Key Takeaways
- NFLX shares climbed over 5% Friday following a mid-week drop to 52-week lows
- Year-to-date losses exceed 23%, with shares trading significantly beneath major technical indicators
- The company’s NFL partnership extends through 2029-2030, featuring five 2026 season broadcasts including Christmas games
- Bernstein’s Laurent Yoon maintains Outperform with $110 target, suggesting 49% potential gain
- FIFA World Cup 2026 expansion creates temporary headwinds for subscriber metrics and engagement
Shares of Netflix (NFLX) surged more than 5% during Friday’s trading session after touching a 52-week low earlier in the week, yet the streaming giant continues to lag behind its tech sector peers throughout 2026.
Friday’s close landed near $73.80 per share.
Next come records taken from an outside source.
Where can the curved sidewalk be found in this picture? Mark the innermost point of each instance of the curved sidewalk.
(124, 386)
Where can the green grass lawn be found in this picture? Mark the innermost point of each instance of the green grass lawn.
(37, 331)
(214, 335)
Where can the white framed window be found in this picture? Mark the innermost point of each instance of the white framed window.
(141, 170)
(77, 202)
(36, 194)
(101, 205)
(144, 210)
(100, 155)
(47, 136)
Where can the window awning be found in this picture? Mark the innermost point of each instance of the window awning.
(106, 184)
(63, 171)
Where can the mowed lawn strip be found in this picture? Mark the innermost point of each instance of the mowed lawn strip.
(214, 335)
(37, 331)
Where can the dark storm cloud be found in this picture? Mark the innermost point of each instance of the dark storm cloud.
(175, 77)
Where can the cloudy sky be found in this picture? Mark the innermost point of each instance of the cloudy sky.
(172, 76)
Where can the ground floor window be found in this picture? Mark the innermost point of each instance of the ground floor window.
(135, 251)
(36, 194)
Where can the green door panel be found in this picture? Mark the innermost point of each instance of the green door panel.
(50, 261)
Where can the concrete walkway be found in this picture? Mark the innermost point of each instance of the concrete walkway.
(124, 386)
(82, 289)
While the recovery provided some relief, NFLX has still tumbled over 23% since January and has witnessed its market capitalization shrink by nearly 46% from early 2025 peak levels.
Broader market indices showed minimal movement during the same period. The S&P 500 advanced 0.3% while the Nasdaq managed just a 0.06% gain.
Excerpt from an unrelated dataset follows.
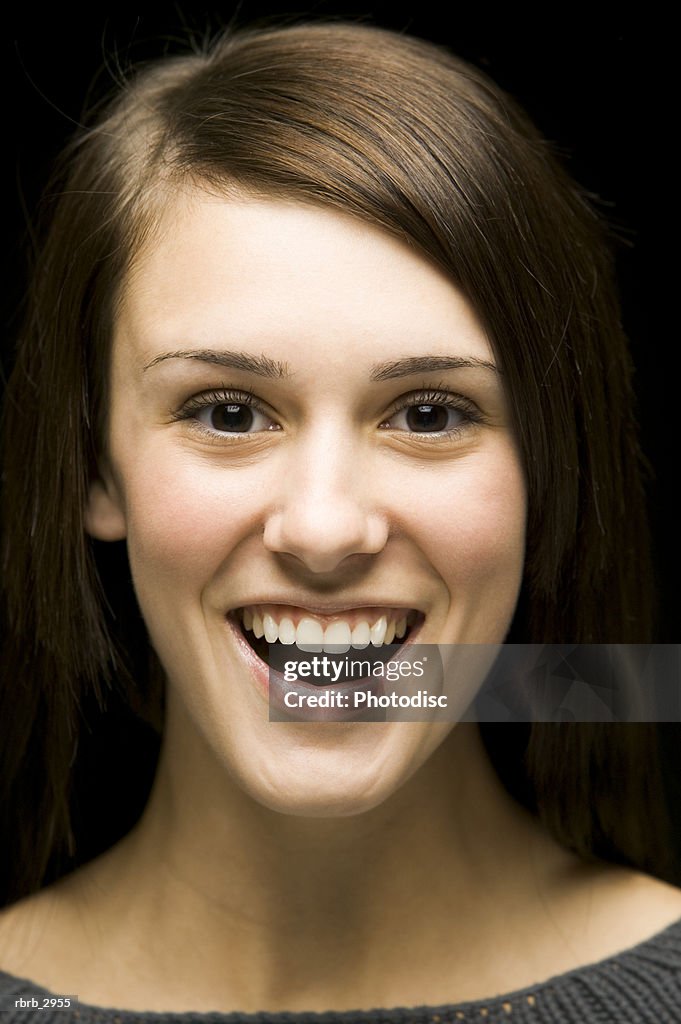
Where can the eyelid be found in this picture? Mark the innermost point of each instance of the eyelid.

Netflix’s current relative strength index stands at 20.76, falling well beneath the 30 threshold commonly associated with oversold conditions. Additionally, the stock trades 12.71% under its 50-day moving average and 22.6% below its 200-day moving average.
A technical death cross emerged in December 2025 when the 50-day moving average dipped beneath the 200-day line. This bearish pattern continues to persist.
Selling momentum has originated from various sources. The streaming platform abandoned negotiations to purchase Warner Bros. Discovery assets following negative market sentiment. Most recently, reports surfaced that Netflix lost a $22 billion acquisition battle for Roku, which Fox is now poised to acquire.
Co-CEO Ted Sarandos characterized the Roku pursuit as “muscle-building” and emphasized that Netflix maintains acquisition discipline.
Sports Streaming Expansion
Investor focus has increasingly shifted toward Netflix’s evolving live sports initiative. The platform has secured agreements spanning WWE, MLB, and an enhanced NFL package.
The NFL arrangement encompasses five broadcasts throughout the 2026 season: a Week 1 international clash between the Rams and 49ers in Australia on September 10, a Thanksgiving Eve matchup, dual Christmas Day games, and a Week 18 finale. This partnership extends through the 2029-2030 season.
Netflix also has connections to a rumored Floyd Mayweather-Manny Pacquiao rematch scheduled for September 19, although this event currently faces legal obstacles.
Artificial Intelligence Integration and Advertising Growth
Artificial intelligence has been designated as one of Netflix’s three primary strategic pillars. The company is deploying generative AI across content discovery systems, personalized recommendation engines, and advertising campaign optimization. The acquisition of InterPositive has further strengthened its AI-driven filmmaking capabilities.
Regarding advertising revenue, Netflix anticipates approximately doubling its ad income to near $3 billion during 2026, though this figure would still constitute less than 6% of total projected revenue.
Despite surpassing Wall Street’s first-quarter projections, management delivered conservative full-year guidance. This tempered outlook frustrated investors anticipating more optimistic forecasts.
The expanded 2026 FIFA World Cup, now hosting 48 teams compared to the previous 32, is creating near-term challenges. Bernstein analyst Laurent Yoon indicated the tournament is probably elevating churn rates and dampening subscriber additions during Q2, with potential effects extending into early Q3.
Yoon maintained his Outperform rating while establishing a $110 price target, representing approximately 49% upside potential from present levels. He emphasized that Netflix’s content pipeline historically strengthens during the second half of each year, which should facilitate subscriber momentum recovery.
Among 49 Wall Street analysts tracking NFLX, the prevailing consensus recommendation is Moderate Buy.
Chairman and co-founder Reed Hastings is departing his role this month, introducing additional uncertainty as the company navigates the remainder of 2026.